Check the basic structure and distribution of the target variable (`Outcome`).

In [None]:
data.info()

In [None]:
data.describe()

In [None]:
sns.countplot(x='Outcome', data=data)
plt.title('Distribution of Diabetes Outcome (0 = No, 1 = Yes)')
plt.show()

In [None]:
plt.figure(figsize=(10, 8))
sns.heatmap(data.corr(), annot=False, cmap='viridis')
plt.title('Correlation Heatmap')
plt.show()

## 3. Prepare Data for Modeling

Split the data into features (`X`) and target (`y`), then into training and test sets.

In [None]:
X = data.drop('Outcome', axis=1)
y = data['Outcome']

X_train, X_test, y_train, y_test = train_test_split(
    X, y, test_size=0.2, random_state=42, stratify=y
)

X_train.shape, X_test.shape

## 4. Feature Scaling

Standardize the features so that all variables are on a similar scale.

In [None]:
scaler = StandardScaler()
X_train_scaled = scaler.fit_transform(X_train)
X_test_scaled = scaler.transform(X_test)

## 5. Train Logistic Regression Model


In [None]:
model = LogisticRegression(max_iter=1000)
model.fit(X_train_scaled, y_train)

## 6. Evaluate the Model

Use accuracy, classification report, and confusion matrix.

In [None]:
y_pred = model.predict(X_test_scaled)

acc = accuracy_score(y_test, y_pred)
print('Accuracy:', acc)

print('Classification Report:
', classification_report(y_test, y_pred))

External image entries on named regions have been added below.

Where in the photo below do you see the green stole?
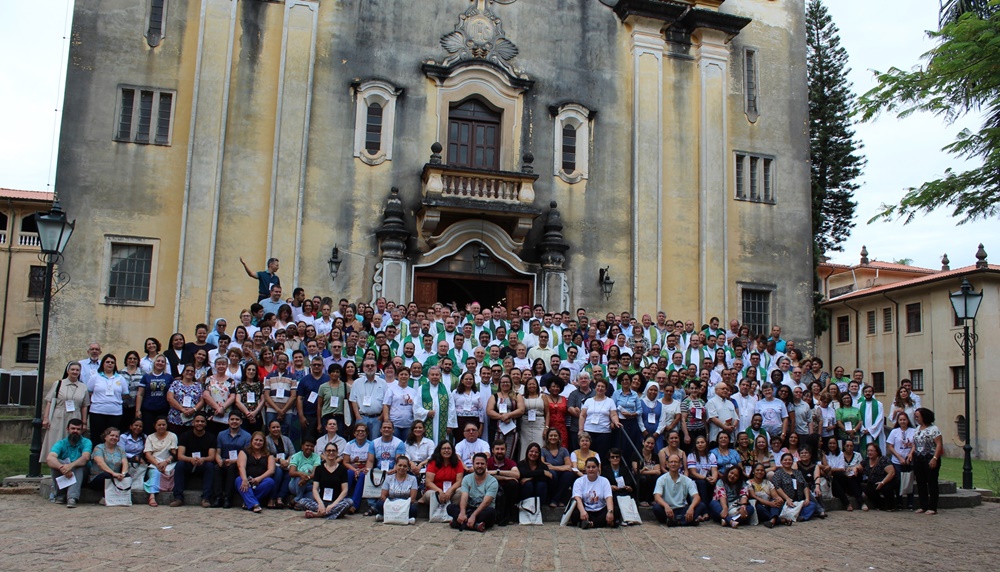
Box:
[420,382,450,442]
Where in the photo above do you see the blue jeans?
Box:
[174,461,215,500]
[236,477,274,510]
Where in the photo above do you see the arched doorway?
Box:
[413,241,534,311]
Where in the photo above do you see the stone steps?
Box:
[39,477,983,522]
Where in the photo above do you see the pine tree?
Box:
[806,0,865,256]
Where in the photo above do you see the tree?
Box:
[806,0,865,256]
[859,0,1000,224]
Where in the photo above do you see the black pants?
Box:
[913,455,941,512]
[569,506,608,528]
[832,473,863,508]
[865,477,899,510]
[90,413,122,446]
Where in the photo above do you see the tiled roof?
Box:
[0,188,55,203]
[824,264,1000,304]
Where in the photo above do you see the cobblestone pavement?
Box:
[0,495,1000,572]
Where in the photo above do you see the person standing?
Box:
[45,419,94,508]
[240,256,281,302]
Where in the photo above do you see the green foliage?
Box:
[859,0,1000,224]
[806,0,865,255]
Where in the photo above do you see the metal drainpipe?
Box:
[0,198,15,356]
[844,302,861,369]
[882,292,903,389]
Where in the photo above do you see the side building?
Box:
[816,245,1000,460]
[52,0,813,380]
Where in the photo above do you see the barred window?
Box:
[107,243,153,302]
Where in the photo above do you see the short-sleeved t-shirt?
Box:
[573,475,612,512]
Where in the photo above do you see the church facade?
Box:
[52,0,813,366]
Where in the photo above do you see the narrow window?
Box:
[135,90,153,143]
[743,50,758,121]
[117,89,135,141]
[156,93,174,145]
[837,316,851,344]
[563,125,576,173]
[906,302,923,334]
[365,103,382,155]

cm = confusion_matrix(y_test, y_pred)
sns.heatmap(cm, annot=True, fmt='d', cmap='Blues')
plt.xlabel('Predicted')
plt.ylabel('True')
plt.title('Confusion Matrix')
plt.show()

## 7. Feature Importance (Coefficients)


In [None]:
feature_names = X.columns
coefficients = model.coef_[0]

coef_df = pd.DataFrame({
    'feature': feature_names,
    'coefficient': coefficients
}).sort_values(by='coefficient', key=np.abs, ascending=False)

coef_df

In [None]:
plt.figure(figsize=(8, 5))
sns.barplot(data=coef_df, x='coefficient', y='feature')
plt.title('Feature Importance (Logistic Regression Coefficients)')
plt.tight_layout()
plt.show()

## 8. Reflection (for your report)

- How well did the model perform?
- Which features seem most important for predicting diabetes?
- What are the risks of false negatives and false positives?
- How can this kind of model support **SDG 3 – Good Health and Well-Being**?

Use this section to write notes that you will reuse in your 1-page article and presentation.